Sono finalmente emersi, grazie anche alla facilità di lettura e comunicazione dei social, molti fenomeni che accadono intorno a quelle scrivanie, una complessità di situazioni fatte di sopraffazione, brutalità, aggressioni. Situazioni che, forse, venivano prima normalizzate e che si sono poi palesate nella loro realtà, e con il loro nome: violenze sul lavoro, gravi e dannose, per coloro che le subiscono. 

Puntare sempre e tutto sulle varie sfaccettature di mobbing, stalking, burnout, è oramai riduttivo. 
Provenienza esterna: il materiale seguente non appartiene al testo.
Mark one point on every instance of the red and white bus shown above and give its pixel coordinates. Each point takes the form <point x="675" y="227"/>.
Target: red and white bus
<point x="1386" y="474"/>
Lo spunto di riflessione di oggi abbraccia un fattore più ampio, direi quasi le fondamenta, le basi di molte forme di aggressività distruttiva sul lavoro: "l'arte, subdola, di mettere in difficoltà le persone e accanirsi contro di esse". 

In letteratura, sono descritte come CWB, comportamento controproduttivo, fatto di un corollario di azioni e parole che creano tanto danno alle persone quanto alle organizzazioni: ritorsioni, vendette, abusi emotivi, pressioni relazionali. 

E no, non è normale inciviltà agita nel luogo di lavoro

E sì, le organizzazioni possono (con o senza consapevolezza) incentivare tali comportamenti abrasivi, oppressivi, o semplicemente non fare nulla per contrastarli. 

Lo schema è sovente il medesimo: vi è uno squilibrio fra le parti in causa, e qui emergono le "figure della perversione": gli aggressori, ciascuno con la propria modalità di ricerca della vittima e di volontà di sopraffazione, contraddistinte tutte da caratterizzazioni quali intemperanza, prepotenza, atteggiamento predatorio, desiderio di prevaricazione, machismo aggressivo. 

Quelli definiti come hate-crime (reati motivati da ostilità per motivi religiosi, razziali, di genere e disabilità) da parte dei c.d. bulli organizzativi stanno aumentando con l'ingresso nel mondo del lavoro, sempre maggiore, di soggetti di etnie, religioni, orientamenti sessuali, "diversi": viene purtroppo facile prendere a preda l'estraneo, l'altro da sè, il diverso. 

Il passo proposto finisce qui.